Galerie Atena, Cartel et sa console, époque Louis XV, en vente sur Antikeo

Le genre connaîtra même une troisième vie au XIXe siècle, surtout sous le Second Empire, dans les années 1850 et 1860. Parmi les ébénistes reconnus, qui estampillent alors de leur nom leurs œuvres, citons : Alphonse Giroux dit « le marchand des princes » (1776-1848), Charles-Guillaume Diehl (1811-1885), Jean-Pierre Alexandre Tahan (1813-1892), la famille Monbro (active entre 1830 et 1870), les frères Grohé (actifs entre 1827 et 1884). Pour désigner leurs réalisations, on emploie les expressions : « attribué à Boulle », « style Boulle », « dans le genre Boulle »… Il existe donc trois périodes, trois styles Boulle : les époques XVIIe, XVIIIe et XIXe siècles ». Les meubles de la troisième époque ont été produits par des ébénistes qui ont constitué de grands ateliers. À partir du Second Empire, on parle même de production industrialisée ou semi-industrialisée de meubles en style Boulle. Ce dernier demeure aujourd’hui un symbole de raffinement et de richesse.

Deux questions à Frédérique Grego, expert et antiquaire, spécialiste des marqueteries Boulle

– Qu’est-ce qui différencie un meuble Boulle des XVIIe et XVIIIe siècles d’un Boulle Napoléon III ?

«  Plusieurs choses… D’abord, l’ébène et les bois précieux sont utilisés durant les deux premières époques Boulle. Sous Napoléon III, pour des raisons de coût, les ébénistes utilisent souvent du poirier noirci avec des placages d’acajou. Deuxièmement, la façon dont le meuble est assemblé : les détails dans les finitions sont plus grossiers à partir du XIXe siècle, la réalisation moins soignée.

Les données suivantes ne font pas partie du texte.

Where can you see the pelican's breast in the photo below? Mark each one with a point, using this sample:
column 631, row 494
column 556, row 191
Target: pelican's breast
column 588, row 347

Troisièmement le bronze. Il est de très belle facture, joliment travaillé et sa ciselure est plus précise durant les deux premières périodes. Enfin, quatrièmement : la qualité de l’écaille, une matière noble, convoitée. À l’état naturel, l’écaille de tortue est de couleur brune, présentant des nuances blond doré. Les meubles authentiques en marqueterie Boulle sont de teinte rouge, car les artisans de l’époque utilisaient des pigments naturels rouges dans la colle destinée au placage. À ne pas confondre avec la laque, la corne ou une pellicule imprimée ! »

Galerie Philippe Cote, Cave à liqueurs Boulle Napoléon III, en vente sur Antikeo

– La fragilité et l’ancienneté des meubles d’André-Charles Boulle demandent-elles un travail de restauration ?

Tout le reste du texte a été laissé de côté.